Cloudways did really well with the 100 concurrency test, handling 6.54 checkouts and add-to-cart events per second with an average response time of 0.956 seconds. The test resulted in 69207 successful requests, or 45.23 requests per second on average.
200+ concurrency
We had also planned to run higher concurrency tests across the three providers, but were limited in success.
Kinsta add-to-carts and checkout metrics did not increase of the 200 and 500 concurrency tests. The average response times however skyrocketed to 20+ seconds for the 200 concurrency test, and reached our 60 second timeout on the 500 concurrency test. This suggests that Kinsta has a really large backlog for PHP workers and is more than happy to keep requests there for as long as it takes to serve them.
WP Engine’s approach seems quite different – they seem to prioritize serving requests fast and failing early if there aren’t enough resources to handle the incoming requests, hence the shorter/limited PHP worker backlog size. With a 200 concurrency test we immediately hit 429 errors, suggesting we hit their per IP rate limit. Our plan B was to split the test out across multiple IPs, but at a 70% error rate with 100 concurrent users, we didn’t bother to test this any further.

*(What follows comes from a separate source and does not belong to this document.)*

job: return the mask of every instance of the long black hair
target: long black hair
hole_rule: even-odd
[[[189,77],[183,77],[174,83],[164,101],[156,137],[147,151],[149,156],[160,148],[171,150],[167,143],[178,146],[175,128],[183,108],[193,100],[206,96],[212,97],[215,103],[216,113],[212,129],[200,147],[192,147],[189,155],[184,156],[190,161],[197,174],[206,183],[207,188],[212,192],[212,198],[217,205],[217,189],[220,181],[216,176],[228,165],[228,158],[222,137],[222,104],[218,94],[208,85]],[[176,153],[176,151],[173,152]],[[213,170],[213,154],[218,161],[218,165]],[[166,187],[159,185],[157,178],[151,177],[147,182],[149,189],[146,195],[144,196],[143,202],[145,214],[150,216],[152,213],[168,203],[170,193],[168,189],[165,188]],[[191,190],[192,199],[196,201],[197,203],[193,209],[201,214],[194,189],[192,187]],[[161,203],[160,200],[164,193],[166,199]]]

Cloudways did fairly well with the 200 concurrency test, delivering 6.68 add to carts and 6.84 checkouts per second, while maintaining a still somewhat decent 2.72 seconds average response time and an insignificant error rate. We’ve also managed to complete our 500 and 1000 concurrency tests with Cloudways (from multiple test locations) although we did hit a significant amount of errors (including timeouts) at those levels.
Error Analysis
While it would have been interesting to see what’s going on at the servers level, this was a black box test, so we could only judge based on the response codes, headers and timings.

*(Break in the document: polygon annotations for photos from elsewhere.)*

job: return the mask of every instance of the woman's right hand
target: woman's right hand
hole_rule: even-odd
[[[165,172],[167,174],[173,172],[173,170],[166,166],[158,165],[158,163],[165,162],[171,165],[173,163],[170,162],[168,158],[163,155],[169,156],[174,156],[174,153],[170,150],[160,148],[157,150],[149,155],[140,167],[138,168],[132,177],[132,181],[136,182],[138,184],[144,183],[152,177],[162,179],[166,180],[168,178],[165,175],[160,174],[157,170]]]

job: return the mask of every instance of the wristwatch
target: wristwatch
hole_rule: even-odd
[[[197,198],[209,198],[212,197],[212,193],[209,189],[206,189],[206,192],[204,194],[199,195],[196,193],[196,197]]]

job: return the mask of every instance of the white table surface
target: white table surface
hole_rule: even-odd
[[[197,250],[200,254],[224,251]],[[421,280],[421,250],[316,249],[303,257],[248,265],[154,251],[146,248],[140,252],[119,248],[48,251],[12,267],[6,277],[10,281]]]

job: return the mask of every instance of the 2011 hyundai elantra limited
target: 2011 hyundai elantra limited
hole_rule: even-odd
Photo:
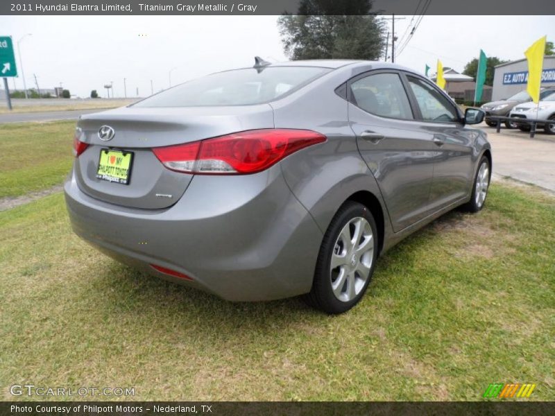
[[[379,254],[482,208],[491,150],[468,125],[483,118],[398,65],[257,58],[83,116],[67,209],[77,234],[137,269],[339,313]]]

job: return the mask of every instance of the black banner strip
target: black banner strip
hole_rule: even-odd
[[[0,403],[3,416],[205,416],[360,415],[553,415],[555,402],[420,401],[420,402],[224,402],[224,401],[18,401]]]
[[[0,15],[553,15],[548,0],[2,0]],[[554,16],[555,24],[555,16]]]

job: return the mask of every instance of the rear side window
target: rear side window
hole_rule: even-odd
[[[434,123],[452,123],[459,121],[459,115],[451,102],[434,87],[418,78],[408,77],[422,118]]]
[[[373,114],[412,119],[409,98],[397,73],[369,75],[351,84],[352,101]]]
[[[135,107],[248,105],[278,98],[331,71],[314,67],[268,67],[212,73],[164,91]]]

Most of the errors we’ve seen with Kinsta and Cloudways were timeout errors, so connections weren’t dropped. Since both are behind a CDN, we’ve seen some errors where the origin server appeared to be offline to the CDN, resulting in 503 errors. WP Engine’s setup with the low backlog limit resulted in more 504/502 errors and ultimately 429 errors when we hit their rate limits.

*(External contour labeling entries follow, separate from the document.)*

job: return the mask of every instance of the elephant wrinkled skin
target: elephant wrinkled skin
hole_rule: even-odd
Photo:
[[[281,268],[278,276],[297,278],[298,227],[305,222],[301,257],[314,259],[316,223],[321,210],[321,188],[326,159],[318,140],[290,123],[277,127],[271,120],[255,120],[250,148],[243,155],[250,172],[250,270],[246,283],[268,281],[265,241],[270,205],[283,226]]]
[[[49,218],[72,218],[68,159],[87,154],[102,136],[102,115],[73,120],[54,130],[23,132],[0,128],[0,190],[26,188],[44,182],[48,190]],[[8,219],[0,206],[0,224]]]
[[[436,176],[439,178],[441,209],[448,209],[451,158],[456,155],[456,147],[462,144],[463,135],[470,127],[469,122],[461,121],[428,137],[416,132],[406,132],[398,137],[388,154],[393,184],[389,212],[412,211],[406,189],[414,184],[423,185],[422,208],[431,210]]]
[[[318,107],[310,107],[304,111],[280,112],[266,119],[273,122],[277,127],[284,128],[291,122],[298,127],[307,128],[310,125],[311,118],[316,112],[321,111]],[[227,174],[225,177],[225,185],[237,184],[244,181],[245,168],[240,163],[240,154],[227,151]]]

None of the three platforms failed beyond recovery, the sites were available and fast almost immediately after the tests were completed or interrupted.
Conclusion
This benchmark highlighted the strengths and limitations of Cloudways, Kinsta, and WP Engine in managing e-commerce workloads. Cloudways Autonomous emerged as a robust performer across various concurrency levels, showcasing reliability and speed. WP Engine demonstrated efficiency at medium loads but faced scalability issues at high concurrency. Kinsta, while stable at low concurrency, encountered challenges in maintaining performance as loads increased.
Error analysis indicated that all platforms recovered well after testing, emphasizing their overall resilience. The study provides valuable insights for businesses seeking hosting solutions for WordPress e-commerce sites, enabling informed decisions based on performance metrics relevant to real-world scenarios.